# Sentinel: Credit Card Fraud Detection Training (Local)

Train XGBoost model locally with MLflow experiment tracking via DagsHub.

## 1. Setup

In [None]:
import os
import sys
import json
import warnings
from pathlib import Path

warnings.filterwarnings('ignore')

# Add src to path
sys.path.insert(0, str(Path.cwd().parent / 'src'))

import numpy as np
import pandas as pd
import matplotlib.pyplot as plt
import seaborn as sns

from sklearn.metrics import (
    classification_report,
    confusion_matrix,
    precision_recall_curve,
    average_precision_score,
    roc_auc_score,
    f1_score,
    precision_score,
    recall_score
)

import xgboost as xgb
import mlflow
import dagshub

print(f"XGBoost: {xgb.__version__}")
print(f"MLflow: {mlflow.__version__}")
print("Setup complete!")

## 2. Load Local Data

In [None]:
# Local data paths
DATA_DIR = Path.cwd().parent / 'data' / 'processed'
MODELS_DIR = Path.cwd().parent / 'models'
REPORTS_DIR = Path.cwd().parent / 'reports'

print(f"Data dir: {DATA_DIR}")
print(f"Models dir: {MODELS_DIR}")
print(f"Reports dir: {REPORTS_DIR}")

In [None]:
# Load processed data
train_df = pd.read_csv(DATA_DIR / 'train.csv')
val_df = pd.read_csv(DATA_DIR / 'val.csv')
test_df = pd.read_csv(DATA_DIR / 'test.csv')

print(f"Train: {len(train_df):,} rows")
print(f"Val: {len(val_df):,} rows")
print(f"Test: {len(test_df):,} rows")
print(f"\nTrain fraud ratio: {train_df['Class'].mean()*100:.4f}%")

In [None]:
# Prepare features
TARGET = 'Class'
FEATURES = [col for col in train_df.columns if col != TARGET]

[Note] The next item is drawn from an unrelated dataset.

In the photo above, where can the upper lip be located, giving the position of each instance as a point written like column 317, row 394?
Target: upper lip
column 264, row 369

X_train, y_train = train_df[FEATURES], train_df[TARGET]
X_val, y_val = val_df[FEATURES], val_df[TARGET]
X_test, y_test = test_df[FEATURES], test_df[TARGET]

# Calculate class imbalance weight
scale_pos_weight = (y_train == 0).sum() / (y_train == 1).sum()
print(f"Scale pos weight: {scale_pos_weight:.1f}")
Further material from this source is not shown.